Chapitre 15/15100%~7 min de lecture1 339 mots

« Bien sûr. » Bai Yi rayonnait. « Je l'ai prise pour toi, de toute façon, alors prends-la. »

Chi An glissa la photo dans sa poche, le cœur tout sucré à la pensée de la pose que Gege et lui avaient sur l'image.

✦✦✦

L'enseigne du restaurant annonçait « Barbecue du Nord-Est ». La patronne était une Tatie du Sichuan, chaleureuse et directe. Elle leur avait réservé le plus grand salon privé, et les deux étages étaient bondés d'étudiants fraîchement diplômés.

La jeunesse avait ce goût-là : ardent et bruyant, ponctué de verres qui s'entrechoquent et d'éclats de rire. L'air était chargé d'odeurs mêlées de braise, d'épices et de brochettes grillées, un parfum à la fois savoureux et vif.

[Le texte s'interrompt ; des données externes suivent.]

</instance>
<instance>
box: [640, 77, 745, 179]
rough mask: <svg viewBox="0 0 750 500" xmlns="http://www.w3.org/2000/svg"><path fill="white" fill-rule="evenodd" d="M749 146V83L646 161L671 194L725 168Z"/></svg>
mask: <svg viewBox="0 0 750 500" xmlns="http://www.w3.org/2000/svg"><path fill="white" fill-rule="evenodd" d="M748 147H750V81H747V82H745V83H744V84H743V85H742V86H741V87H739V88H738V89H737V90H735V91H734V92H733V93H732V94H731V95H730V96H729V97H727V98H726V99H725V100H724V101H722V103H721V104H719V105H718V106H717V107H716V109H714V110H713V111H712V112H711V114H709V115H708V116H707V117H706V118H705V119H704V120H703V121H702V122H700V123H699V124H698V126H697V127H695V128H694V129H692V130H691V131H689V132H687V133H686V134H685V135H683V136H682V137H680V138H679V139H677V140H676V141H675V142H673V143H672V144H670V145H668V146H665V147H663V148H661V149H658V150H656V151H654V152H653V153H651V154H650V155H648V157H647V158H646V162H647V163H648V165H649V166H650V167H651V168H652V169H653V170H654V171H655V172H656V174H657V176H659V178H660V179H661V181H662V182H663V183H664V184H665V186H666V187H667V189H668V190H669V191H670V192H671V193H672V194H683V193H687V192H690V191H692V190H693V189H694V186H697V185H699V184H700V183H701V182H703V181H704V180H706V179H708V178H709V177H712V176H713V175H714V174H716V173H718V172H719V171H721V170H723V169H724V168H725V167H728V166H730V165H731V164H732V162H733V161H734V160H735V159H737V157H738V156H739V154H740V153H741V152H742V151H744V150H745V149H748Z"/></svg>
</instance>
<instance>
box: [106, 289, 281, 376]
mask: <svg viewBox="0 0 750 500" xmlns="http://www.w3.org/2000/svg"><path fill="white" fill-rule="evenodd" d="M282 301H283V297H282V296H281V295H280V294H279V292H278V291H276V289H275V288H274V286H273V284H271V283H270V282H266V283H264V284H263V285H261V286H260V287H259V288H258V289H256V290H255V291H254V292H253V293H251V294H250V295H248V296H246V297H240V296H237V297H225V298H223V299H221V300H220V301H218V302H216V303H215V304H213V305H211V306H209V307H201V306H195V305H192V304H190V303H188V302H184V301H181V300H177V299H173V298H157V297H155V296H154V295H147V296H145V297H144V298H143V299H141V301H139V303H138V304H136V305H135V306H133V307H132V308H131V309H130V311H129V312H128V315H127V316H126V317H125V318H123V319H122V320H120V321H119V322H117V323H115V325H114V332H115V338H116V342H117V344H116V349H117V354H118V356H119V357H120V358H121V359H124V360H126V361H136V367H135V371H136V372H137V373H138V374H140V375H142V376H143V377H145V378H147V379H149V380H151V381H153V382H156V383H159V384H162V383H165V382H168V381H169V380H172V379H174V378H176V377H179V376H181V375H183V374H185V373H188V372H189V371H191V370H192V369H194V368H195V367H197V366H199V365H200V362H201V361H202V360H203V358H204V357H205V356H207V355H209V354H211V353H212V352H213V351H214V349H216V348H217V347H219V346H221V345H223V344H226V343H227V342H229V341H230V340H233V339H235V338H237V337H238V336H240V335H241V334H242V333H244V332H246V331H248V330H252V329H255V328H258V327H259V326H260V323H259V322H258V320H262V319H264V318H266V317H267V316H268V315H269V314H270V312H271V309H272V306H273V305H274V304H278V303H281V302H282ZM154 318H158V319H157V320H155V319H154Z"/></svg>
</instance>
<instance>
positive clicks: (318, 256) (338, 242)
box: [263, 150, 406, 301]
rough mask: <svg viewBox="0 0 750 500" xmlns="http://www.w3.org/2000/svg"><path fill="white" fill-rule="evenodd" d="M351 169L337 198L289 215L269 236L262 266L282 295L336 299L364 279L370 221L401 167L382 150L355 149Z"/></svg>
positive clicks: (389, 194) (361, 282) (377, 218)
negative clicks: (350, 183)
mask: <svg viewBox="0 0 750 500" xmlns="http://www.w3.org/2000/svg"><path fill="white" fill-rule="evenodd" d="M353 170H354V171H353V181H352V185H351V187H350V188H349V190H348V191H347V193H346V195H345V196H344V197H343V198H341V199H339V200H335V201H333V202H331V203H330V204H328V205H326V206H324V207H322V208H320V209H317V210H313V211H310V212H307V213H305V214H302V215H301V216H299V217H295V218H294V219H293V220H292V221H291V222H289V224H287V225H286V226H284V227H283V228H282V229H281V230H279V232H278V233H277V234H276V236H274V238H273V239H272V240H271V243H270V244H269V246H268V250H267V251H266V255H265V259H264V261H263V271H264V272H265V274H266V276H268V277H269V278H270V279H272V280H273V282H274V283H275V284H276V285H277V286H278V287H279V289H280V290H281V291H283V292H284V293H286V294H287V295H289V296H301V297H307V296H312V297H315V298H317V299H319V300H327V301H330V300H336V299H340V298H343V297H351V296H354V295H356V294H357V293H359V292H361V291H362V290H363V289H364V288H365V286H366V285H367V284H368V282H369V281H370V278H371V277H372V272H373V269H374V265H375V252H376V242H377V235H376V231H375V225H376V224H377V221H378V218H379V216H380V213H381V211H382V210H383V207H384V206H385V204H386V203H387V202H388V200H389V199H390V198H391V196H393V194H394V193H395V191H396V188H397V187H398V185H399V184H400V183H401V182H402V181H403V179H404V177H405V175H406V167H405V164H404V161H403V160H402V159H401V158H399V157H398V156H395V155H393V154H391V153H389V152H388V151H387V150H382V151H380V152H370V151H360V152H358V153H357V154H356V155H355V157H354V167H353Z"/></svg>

Ils étaient une douzaine. Chi An et les deux autres arrivèrent les derniers. Une grande table couverte de brochettes était déjà dressée, et ils commandèrent une caisse de bière fraîche.

« Venez, venez, on vous a gardé des places. »

« Ho, voilà nos diplômés d'honneur ! »

« Chi An, assieds-toi par ici ! »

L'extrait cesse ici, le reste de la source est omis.